For those students in colleges and universities, taking the next step of their academic journey, this presents them with an opportunity to undertake the process that promotes specialist skills for industry, commerce and public sector as this leads to increased innovation for industrialisation.
That specialised workforce produced can lead to utilisation of advanced knowledge and technologies, thereby immensely contributing to the country’s economic growth and social transformation.
Zimbabwe is famed for world renowned high standards in its education system that produces competent graduates and we have to maintain and even improve that bar.
Government has been consistent in this regard as the gradual implementation of the State-funded education policy is expected to start when schools open for the first term next week.
Mostly disadvantaged rural schools are expected to be the first beneficiaries of the programme.
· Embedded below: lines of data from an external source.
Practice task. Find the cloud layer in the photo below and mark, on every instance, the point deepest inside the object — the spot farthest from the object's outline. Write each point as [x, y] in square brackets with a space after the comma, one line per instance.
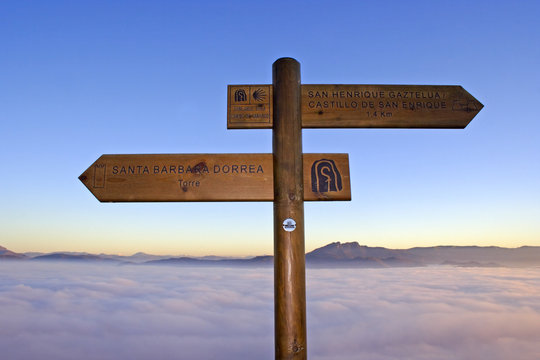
[84, 311]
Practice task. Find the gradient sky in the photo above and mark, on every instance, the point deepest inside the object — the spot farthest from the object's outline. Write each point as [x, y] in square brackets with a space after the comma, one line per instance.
[83, 78]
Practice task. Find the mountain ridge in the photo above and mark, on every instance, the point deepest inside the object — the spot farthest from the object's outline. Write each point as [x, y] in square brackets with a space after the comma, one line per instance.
[335, 254]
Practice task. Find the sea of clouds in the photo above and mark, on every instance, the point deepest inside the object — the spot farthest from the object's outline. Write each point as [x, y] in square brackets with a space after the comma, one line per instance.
[96, 311]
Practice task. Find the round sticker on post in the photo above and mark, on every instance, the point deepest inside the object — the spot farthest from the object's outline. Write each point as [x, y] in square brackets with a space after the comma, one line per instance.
[289, 225]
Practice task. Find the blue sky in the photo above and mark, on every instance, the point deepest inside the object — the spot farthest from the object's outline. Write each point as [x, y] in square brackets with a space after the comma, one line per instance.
[85, 78]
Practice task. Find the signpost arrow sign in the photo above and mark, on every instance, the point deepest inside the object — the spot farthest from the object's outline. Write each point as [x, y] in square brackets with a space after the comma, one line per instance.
[360, 106]
[210, 177]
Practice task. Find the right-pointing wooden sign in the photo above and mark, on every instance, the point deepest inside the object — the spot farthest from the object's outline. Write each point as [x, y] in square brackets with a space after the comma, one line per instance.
[359, 106]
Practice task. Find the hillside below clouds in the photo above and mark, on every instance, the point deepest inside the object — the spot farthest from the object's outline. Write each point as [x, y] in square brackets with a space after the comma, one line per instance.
[339, 255]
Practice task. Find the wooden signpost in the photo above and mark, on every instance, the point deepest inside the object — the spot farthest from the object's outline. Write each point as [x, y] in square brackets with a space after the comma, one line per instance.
[287, 177]
[210, 177]
[362, 106]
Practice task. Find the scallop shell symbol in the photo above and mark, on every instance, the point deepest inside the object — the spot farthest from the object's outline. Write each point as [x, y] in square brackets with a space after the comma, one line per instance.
[259, 95]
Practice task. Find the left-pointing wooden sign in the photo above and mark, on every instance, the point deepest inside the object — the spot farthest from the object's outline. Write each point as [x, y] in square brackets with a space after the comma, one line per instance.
[209, 177]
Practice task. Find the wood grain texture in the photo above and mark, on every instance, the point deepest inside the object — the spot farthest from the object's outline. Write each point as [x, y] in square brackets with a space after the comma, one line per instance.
[384, 106]
[208, 177]
[249, 106]
[289, 250]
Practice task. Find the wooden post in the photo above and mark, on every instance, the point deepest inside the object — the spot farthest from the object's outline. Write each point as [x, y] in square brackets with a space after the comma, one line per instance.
[289, 252]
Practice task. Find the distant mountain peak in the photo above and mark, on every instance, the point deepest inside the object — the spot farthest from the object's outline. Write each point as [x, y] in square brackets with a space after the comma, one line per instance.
[8, 254]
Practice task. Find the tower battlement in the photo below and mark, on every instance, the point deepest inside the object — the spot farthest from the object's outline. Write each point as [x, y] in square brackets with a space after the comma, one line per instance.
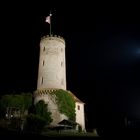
[53, 37]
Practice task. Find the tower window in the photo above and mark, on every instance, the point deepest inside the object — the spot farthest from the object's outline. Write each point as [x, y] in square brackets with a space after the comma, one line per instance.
[42, 81]
[61, 50]
[43, 62]
[78, 107]
[43, 49]
[61, 64]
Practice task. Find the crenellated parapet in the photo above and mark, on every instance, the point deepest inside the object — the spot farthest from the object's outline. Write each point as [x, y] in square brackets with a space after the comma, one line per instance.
[53, 37]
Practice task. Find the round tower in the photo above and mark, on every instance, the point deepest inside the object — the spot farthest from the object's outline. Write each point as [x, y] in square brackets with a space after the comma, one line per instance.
[52, 67]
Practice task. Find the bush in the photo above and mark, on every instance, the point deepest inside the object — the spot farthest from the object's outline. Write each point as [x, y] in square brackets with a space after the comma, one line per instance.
[35, 123]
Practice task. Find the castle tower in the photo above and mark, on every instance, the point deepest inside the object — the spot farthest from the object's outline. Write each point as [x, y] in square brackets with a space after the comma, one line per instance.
[52, 77]
[52, 67]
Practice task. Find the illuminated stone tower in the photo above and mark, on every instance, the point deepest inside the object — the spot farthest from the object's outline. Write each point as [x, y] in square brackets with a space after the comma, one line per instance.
[52, 77]
[52, 69]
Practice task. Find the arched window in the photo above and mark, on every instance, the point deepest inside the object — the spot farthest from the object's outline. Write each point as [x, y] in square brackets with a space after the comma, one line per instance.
[42, 81]
[78, 107]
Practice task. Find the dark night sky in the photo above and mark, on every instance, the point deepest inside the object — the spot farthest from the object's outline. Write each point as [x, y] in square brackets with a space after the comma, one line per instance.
[102, 52]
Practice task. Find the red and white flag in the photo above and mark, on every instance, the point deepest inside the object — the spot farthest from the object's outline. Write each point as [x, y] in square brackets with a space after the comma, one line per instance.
[48, 19]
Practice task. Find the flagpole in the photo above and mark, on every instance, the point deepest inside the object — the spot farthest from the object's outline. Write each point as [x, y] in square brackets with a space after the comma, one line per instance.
[50, 23]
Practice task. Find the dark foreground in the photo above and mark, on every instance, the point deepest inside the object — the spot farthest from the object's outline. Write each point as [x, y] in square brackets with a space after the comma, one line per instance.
[14, 135]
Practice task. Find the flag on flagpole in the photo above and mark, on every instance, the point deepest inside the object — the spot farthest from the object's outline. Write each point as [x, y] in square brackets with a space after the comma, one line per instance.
[48, 19]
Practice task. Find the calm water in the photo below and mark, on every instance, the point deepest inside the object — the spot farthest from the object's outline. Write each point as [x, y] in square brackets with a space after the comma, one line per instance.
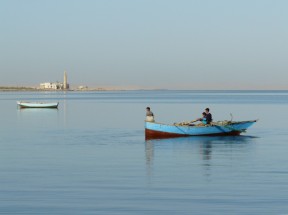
[90, 156]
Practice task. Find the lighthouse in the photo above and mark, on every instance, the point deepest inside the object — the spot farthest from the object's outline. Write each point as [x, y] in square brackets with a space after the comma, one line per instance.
[65, 83]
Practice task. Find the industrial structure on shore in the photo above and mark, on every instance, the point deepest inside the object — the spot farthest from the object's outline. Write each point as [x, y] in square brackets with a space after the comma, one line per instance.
[56, 85]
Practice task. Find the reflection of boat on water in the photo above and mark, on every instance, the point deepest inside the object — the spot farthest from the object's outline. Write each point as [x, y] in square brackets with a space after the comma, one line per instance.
[23, 104]
[158, 130]
[195, 148]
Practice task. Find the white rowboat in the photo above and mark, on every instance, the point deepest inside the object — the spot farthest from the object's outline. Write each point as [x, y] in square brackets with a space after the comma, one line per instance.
[23, 104]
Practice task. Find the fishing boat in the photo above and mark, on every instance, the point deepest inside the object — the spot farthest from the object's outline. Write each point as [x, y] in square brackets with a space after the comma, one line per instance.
[24, 104]
[154, 130]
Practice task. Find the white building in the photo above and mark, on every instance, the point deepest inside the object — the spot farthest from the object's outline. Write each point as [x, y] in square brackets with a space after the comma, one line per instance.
[51, 86]
[57, 85]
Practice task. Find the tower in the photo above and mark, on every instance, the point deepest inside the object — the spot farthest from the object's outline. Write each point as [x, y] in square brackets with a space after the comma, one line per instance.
[65, 83]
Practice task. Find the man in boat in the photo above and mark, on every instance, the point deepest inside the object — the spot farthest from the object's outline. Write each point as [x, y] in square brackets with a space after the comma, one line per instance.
[208, 116]
[203, 120]
[149, 115]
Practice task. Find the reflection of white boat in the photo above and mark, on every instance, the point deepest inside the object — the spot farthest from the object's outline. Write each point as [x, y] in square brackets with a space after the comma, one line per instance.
[37, 104]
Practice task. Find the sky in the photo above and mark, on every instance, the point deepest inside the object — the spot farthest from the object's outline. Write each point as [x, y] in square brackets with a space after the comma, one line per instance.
[147, 44]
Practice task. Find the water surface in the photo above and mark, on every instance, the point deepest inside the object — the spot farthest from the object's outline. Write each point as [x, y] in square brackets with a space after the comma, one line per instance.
[90, 156]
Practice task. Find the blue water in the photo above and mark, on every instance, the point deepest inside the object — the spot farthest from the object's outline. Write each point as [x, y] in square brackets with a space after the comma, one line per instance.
[90, 156]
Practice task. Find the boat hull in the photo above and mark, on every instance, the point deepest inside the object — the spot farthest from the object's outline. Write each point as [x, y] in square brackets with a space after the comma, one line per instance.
[157, 130]
[37, 105]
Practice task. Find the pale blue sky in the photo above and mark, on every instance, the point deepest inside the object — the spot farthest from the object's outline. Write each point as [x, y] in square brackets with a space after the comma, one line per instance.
[176, 44]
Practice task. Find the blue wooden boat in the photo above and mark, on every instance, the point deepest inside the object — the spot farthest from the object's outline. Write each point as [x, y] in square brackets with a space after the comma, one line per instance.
[158, 130]
[23, 104]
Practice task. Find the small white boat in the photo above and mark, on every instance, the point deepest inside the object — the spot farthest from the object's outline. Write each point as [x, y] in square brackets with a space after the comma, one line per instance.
[23, 104]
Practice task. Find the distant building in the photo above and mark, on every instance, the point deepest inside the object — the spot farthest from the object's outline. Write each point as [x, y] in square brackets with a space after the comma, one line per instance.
[65, 83]
[56, 85]
[51, 86]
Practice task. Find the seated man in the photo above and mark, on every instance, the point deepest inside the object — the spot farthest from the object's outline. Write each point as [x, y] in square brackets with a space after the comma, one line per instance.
[203, 120]
[208, 116]
[149, 115]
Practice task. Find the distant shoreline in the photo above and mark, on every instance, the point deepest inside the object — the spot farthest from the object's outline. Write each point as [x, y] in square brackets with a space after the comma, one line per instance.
[34, 89]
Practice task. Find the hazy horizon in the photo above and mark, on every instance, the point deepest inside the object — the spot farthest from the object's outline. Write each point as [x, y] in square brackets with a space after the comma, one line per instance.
[145, 44]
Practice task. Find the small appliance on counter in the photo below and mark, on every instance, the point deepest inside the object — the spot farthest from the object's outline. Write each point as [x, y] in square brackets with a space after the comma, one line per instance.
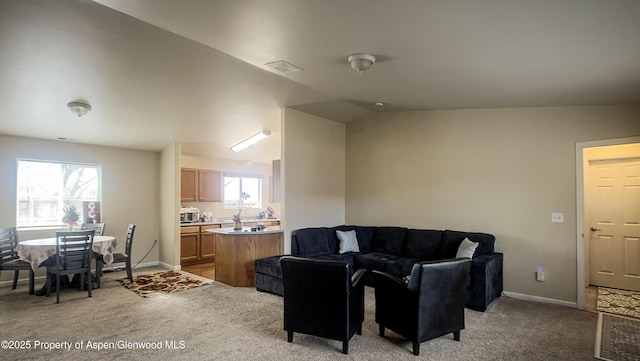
[189, 215]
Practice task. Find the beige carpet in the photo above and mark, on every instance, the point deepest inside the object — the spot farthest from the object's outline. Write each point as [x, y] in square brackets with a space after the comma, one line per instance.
[219, 322]
[620, 302]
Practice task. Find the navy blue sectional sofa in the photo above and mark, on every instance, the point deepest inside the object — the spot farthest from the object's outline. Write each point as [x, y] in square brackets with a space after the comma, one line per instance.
[394, 250]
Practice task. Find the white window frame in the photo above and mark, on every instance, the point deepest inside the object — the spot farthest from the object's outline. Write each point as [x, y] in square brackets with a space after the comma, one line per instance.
[54, 218]
[253, 202]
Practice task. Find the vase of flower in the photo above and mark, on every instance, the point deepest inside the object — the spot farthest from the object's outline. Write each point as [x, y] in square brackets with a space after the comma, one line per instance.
[70, 216]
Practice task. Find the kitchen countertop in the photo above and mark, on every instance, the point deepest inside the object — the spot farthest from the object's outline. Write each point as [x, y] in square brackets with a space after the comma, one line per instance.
[245, 230]
[229, 222]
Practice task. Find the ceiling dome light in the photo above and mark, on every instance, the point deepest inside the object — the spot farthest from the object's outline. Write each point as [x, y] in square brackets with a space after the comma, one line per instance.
[78, 108]
[361, 62]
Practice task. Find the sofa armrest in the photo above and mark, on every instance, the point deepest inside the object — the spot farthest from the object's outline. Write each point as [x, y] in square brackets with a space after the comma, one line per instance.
[485, 280]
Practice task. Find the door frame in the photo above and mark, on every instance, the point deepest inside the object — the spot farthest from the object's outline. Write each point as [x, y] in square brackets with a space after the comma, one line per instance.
[580, 216]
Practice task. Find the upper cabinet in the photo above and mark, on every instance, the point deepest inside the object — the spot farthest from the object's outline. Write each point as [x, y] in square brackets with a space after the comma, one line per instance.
[275, 183]
[200, 185]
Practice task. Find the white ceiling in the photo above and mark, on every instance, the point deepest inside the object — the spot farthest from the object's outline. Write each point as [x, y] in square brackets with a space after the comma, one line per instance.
[163, 71]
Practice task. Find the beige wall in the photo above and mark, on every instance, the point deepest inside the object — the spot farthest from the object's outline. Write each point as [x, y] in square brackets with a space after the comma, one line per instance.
[313, 169]
[169, 206]
[500, 171]
[129, 188]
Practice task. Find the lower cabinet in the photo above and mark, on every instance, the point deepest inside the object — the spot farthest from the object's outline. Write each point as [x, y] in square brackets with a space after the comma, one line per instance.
[197, 245]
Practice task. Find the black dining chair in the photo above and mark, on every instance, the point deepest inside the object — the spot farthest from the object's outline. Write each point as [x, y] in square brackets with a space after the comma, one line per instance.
[99, 227]
[430, 305]
[118, 257]
[9, 260]
[73, 256]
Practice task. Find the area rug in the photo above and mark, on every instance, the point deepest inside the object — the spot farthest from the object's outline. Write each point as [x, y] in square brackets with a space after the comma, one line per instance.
[620, 302]
[148, 285]
[617, 338]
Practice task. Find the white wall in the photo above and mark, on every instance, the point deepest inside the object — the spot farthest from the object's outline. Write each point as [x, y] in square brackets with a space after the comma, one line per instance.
[169, 206]
[129, 188]
[500, 171]
[313, 168]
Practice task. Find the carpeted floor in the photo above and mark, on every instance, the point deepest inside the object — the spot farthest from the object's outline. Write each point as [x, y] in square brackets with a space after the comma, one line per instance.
[159, 283]
[618, 338]
[219, 322]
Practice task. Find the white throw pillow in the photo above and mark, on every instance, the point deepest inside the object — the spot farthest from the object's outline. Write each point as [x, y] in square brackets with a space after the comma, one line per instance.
[466, 249]
[348, 241]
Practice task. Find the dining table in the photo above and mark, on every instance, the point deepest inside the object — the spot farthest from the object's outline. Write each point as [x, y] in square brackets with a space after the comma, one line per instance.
[38, 251]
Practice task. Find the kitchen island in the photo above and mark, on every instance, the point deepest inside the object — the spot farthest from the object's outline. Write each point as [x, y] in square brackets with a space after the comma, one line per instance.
[236, 250]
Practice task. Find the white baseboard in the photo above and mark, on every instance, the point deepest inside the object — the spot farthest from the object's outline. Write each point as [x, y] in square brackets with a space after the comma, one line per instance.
[552, 301]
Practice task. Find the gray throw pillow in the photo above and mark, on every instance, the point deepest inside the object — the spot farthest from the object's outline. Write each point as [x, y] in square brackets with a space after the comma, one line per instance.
[466, 249]
[348, 241]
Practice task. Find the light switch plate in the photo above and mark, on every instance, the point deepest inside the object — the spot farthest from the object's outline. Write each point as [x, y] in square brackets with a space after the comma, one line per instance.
[557, 217]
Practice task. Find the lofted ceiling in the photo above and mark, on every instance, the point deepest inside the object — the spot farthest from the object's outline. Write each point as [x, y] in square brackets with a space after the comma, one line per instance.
[163, 71]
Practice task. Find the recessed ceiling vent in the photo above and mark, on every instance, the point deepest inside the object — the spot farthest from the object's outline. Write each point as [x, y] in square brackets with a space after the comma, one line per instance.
[282, 66]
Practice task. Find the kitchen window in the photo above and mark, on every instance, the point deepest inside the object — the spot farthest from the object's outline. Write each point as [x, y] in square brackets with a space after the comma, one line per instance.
[45, 188]
[234, 186]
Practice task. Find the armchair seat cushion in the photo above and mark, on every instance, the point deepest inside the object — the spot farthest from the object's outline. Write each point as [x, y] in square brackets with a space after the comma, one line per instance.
[400, 267]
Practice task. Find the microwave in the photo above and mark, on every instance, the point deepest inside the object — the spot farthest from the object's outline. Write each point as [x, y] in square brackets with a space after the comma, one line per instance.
[189, 215]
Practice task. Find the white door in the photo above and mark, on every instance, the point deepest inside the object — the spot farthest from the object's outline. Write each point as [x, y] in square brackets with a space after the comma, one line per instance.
[613, 200]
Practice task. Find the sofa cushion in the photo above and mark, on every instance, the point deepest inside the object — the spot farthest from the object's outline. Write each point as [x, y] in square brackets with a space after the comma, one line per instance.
[388, 240]
[423, 244]
[348, 241]
[451, 241]
[312, 242]
[400, 267]
[372, 261]
[346, 257]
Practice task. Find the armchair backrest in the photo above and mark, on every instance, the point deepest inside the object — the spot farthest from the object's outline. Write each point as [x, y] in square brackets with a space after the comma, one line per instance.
[316, 296]
[8, 244]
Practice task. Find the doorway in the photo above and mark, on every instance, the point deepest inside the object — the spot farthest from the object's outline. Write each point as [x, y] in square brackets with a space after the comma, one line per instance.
[585, 150]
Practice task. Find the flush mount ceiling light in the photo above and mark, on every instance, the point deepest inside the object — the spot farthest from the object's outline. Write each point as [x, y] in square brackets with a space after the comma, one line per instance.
[251, 140]
[361, 62]
[78, 108]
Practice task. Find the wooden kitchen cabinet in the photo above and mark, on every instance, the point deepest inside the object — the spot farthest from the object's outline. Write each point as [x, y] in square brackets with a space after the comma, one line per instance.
[200, 185]
[197, 245]
[209, 185]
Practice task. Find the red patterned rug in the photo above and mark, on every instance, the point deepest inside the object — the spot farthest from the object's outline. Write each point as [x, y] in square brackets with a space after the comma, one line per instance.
[148, 285]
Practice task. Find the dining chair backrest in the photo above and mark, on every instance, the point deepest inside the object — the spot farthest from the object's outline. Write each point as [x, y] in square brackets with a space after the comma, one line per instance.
[74, 249]
[130, 230]
[99, 227]
[8, 244]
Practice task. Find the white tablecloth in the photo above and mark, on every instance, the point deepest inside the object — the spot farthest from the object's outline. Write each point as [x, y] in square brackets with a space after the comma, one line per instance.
[36, 251]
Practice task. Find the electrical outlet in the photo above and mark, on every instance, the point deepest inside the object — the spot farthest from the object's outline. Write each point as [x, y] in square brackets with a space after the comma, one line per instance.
[540, 274]
[557, 217]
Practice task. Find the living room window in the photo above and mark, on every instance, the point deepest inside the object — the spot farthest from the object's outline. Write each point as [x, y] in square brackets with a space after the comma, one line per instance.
[234, 186]
[45, 188]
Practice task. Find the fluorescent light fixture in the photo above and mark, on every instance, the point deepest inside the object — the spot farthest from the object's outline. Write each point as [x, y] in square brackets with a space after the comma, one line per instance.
[251, 140]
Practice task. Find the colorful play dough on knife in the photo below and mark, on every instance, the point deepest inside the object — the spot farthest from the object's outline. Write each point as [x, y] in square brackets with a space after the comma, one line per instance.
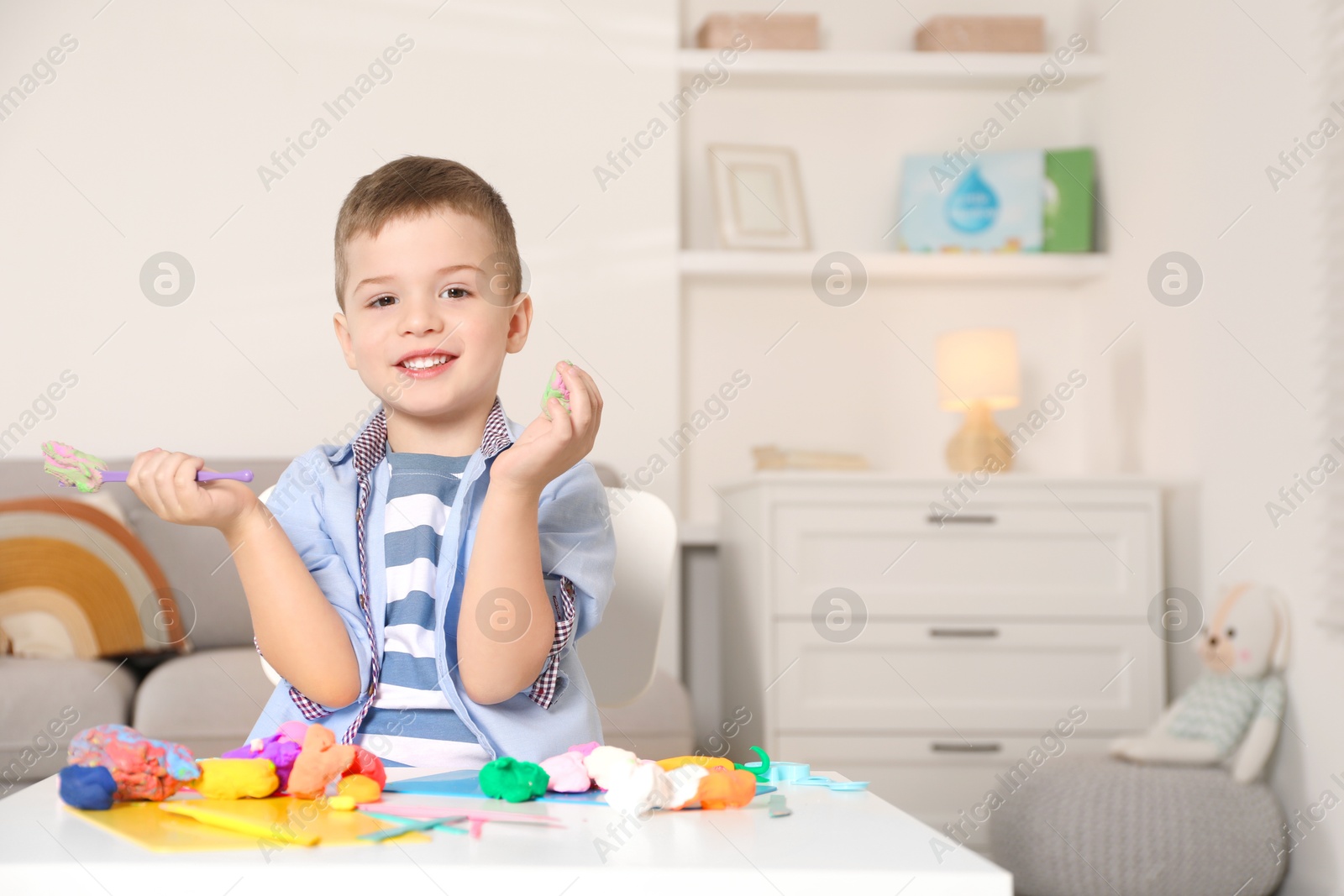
[73, 468]
[555, 389]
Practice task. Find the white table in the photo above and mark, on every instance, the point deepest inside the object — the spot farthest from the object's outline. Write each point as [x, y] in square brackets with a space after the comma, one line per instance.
[833, 842]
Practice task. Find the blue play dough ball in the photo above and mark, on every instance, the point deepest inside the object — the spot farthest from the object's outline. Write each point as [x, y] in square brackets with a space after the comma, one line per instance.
[87, 786]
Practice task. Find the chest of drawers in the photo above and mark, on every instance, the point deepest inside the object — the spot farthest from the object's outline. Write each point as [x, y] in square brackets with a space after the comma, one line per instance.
[929, 645]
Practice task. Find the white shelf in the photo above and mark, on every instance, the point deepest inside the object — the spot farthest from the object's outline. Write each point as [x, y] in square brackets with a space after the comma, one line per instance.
[1025, 268]
[824, 69]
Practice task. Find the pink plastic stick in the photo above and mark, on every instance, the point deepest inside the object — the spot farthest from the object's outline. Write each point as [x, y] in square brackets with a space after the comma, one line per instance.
[436, 812]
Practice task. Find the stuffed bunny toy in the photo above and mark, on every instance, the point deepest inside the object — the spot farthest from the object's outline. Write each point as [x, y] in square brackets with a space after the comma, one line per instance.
[1234, 710]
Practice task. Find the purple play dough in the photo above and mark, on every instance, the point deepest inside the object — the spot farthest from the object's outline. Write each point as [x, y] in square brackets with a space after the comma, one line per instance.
[279, 748]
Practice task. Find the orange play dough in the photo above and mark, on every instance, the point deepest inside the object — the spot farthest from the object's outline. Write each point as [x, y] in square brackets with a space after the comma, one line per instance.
[709, 763]
[320, 763]
[723, 789]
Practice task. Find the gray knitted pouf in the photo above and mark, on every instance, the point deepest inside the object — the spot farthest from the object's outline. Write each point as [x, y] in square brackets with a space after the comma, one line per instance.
[1105, 826]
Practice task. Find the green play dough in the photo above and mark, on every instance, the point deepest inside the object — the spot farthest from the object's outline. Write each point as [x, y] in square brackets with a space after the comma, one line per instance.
[514, 779]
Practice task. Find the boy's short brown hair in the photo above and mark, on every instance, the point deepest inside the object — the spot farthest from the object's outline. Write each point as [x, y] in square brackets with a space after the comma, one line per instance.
[418, 186]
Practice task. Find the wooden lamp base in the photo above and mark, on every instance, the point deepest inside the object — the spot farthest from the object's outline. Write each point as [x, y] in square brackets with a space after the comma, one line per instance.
[979, 443]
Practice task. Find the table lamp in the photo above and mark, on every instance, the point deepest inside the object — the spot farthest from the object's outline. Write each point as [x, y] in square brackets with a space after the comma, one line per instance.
[978, 374]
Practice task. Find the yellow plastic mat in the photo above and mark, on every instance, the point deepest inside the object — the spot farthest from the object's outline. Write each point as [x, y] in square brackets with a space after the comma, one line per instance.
[150, 826]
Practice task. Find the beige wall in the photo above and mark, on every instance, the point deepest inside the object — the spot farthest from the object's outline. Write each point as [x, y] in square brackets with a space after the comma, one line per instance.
[150, 139]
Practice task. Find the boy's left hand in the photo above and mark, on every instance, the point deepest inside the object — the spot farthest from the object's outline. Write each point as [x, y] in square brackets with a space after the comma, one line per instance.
[550, 446]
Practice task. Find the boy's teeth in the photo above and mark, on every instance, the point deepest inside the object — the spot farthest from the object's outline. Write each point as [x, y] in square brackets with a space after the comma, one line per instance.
[425, 363]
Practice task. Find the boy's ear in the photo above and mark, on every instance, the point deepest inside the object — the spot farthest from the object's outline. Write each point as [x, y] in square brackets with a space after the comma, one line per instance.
[519, 324]
[343, 338]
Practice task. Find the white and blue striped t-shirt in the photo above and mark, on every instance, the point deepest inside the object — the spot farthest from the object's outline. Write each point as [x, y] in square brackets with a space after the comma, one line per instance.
[412, 721]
Already Government is setting pace towards this initiative by supporting two million disadvantaged learners whose fees are paid for under the Basic Education Assistance Module (BEAM) from the estimated 6,7 million learner population.
Part of the free basic education policy has seen Government subsidising the payment of Zimbabwe School Examinations (ZIMSEC) registration fees up to 55 percent for every learner, while fully paying the fees for those learners under BEAM.
Government, through its deep committed to the sector, is moving to improve access to quality, equitable, inclusive and affordable education.
This has resulted in heavy investment in human capital development and innovation as it is one of the key pillars of National Development Strategy (NDS1)in pursuit of Vision 2030 towards an empowered and prosperous upper middle income society.
The reconfiguration of education from Education 3.0 to Education 5.0 in schools, colleges, universities and training institutions is ample testimony to that.
To lend wind to sails of these initiatives and achieve that end, Government is also heightening its efforts in building new schools and refurbishing existing ones to modern standards.
Government has also embarked on a programme to open computer labs at all schools and connect them to the Internet as well as power them through either solar or electricity.
This will ensure that no learner and no school is left behind which, again, dovetails with the digital economy component of NDS1.